Von der Politik in die Wirtschaft: SPD-Politiker Kurt Beck wechselt zum Pharmakonzern Boehringer Ingelheim. Der frühere Ministerpräsident von Rheinland-Pfalz soll die Konzernspitze beraten.
Kurt Beck: Der SPD-Politiker berät nun Boehringer Ingelheim

Kurt Beck: Der SPD-Politiker berät nun Boehringer Ingelheim

Foto: Fredrik Von Erichsen/ dpa

Frankfurt am Main - Die Liste der Ex-Politiker, die in die Wirtschaft gehen, wird erneut länger. Der jüngste Zuwachs heißt Kurt Beck. Der ehemalige SPD-Ministerpräsident von Rheinland-Pfalz berät seit Juni den Pharmakonzern Boehringer Ingelheim. Das bestätigte der Konzern SPIEGEL ONLINE, zunächst hatte das "Handelsblatt" darüber berichtet. Die Tätigkeit nahm Beck ein halbes Jahr nach dem Ende seiner politischen Karriere auf.

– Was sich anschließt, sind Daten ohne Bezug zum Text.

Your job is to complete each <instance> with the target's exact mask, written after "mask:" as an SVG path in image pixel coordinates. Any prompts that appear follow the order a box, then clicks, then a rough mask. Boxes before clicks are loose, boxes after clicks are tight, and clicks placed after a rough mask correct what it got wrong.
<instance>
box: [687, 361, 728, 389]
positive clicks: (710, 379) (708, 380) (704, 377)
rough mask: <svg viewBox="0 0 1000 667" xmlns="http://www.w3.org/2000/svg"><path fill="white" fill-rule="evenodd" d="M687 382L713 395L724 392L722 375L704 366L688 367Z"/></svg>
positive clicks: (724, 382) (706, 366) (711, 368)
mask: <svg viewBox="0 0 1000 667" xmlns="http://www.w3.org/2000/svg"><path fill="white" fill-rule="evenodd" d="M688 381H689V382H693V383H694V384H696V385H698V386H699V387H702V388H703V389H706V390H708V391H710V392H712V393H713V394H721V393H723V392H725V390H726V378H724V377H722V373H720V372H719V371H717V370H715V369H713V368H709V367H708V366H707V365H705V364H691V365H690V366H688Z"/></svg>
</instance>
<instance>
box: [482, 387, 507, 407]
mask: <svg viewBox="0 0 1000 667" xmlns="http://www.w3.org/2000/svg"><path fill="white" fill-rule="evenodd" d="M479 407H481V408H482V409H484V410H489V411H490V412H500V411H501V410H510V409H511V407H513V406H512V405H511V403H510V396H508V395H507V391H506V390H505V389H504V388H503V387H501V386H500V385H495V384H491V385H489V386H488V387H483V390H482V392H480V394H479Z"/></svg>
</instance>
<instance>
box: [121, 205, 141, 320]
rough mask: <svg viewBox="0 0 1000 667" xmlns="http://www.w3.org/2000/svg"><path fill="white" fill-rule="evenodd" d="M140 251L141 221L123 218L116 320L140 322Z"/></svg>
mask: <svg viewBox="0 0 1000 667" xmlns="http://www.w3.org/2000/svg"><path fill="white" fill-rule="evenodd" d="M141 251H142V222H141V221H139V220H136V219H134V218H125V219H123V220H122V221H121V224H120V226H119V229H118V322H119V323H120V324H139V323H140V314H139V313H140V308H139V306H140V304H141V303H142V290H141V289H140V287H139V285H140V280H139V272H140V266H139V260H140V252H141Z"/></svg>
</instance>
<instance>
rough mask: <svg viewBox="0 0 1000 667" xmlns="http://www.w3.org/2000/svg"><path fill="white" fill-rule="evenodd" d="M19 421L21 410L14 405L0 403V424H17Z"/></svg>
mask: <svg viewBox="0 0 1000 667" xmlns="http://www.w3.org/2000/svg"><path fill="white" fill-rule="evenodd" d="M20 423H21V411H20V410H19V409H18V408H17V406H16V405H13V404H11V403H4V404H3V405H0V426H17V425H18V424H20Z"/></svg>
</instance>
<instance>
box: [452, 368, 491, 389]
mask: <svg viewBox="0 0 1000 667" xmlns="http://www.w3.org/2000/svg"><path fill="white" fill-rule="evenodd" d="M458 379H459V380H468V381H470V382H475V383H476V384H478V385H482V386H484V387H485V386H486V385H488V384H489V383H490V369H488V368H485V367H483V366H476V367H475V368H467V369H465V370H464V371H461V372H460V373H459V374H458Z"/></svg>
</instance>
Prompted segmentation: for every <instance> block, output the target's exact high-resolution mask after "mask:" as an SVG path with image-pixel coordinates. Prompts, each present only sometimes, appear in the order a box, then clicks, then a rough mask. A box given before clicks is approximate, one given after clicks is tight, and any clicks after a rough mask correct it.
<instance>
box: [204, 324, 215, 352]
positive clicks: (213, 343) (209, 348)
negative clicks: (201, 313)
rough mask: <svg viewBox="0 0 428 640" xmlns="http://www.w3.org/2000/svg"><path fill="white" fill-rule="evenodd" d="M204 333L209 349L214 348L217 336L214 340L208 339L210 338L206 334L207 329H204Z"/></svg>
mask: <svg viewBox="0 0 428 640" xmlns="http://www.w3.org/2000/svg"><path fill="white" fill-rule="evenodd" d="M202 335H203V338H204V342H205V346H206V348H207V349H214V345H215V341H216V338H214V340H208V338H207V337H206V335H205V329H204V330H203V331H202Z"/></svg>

Das fünfköpfige Gremium, dem Beck angehört, hat die Aufgabe, die Arbeit der Unternehmensleitung zu begleiten. Mitglieder sind unter anderem der Düsseldorfer Rechtsanwalt Michael Hoffmann-Becking und BASF-Forschungsvorstand Andreas Kreimeyer. Beck rückt für den Schweizer Management-Berater Fredmund Malik nach, der Ende 2012 ausgeschieden war.

Immer wieder machen Ex-Politiker beim Wechsel in die Wirtschaft von sich reden. Eines der bekanntesten und umstrittensten Beispiele war Ex-Kanzler Gerhard Schröder (SPD), der nach seiner Abwahl zum Energiekonsortium Nord Stream ging. In jüngerer Zeit wechselte der ehemalige hessische Ministerpräsident Roland Koch (CDU) zum Baukonzern Bilfinger.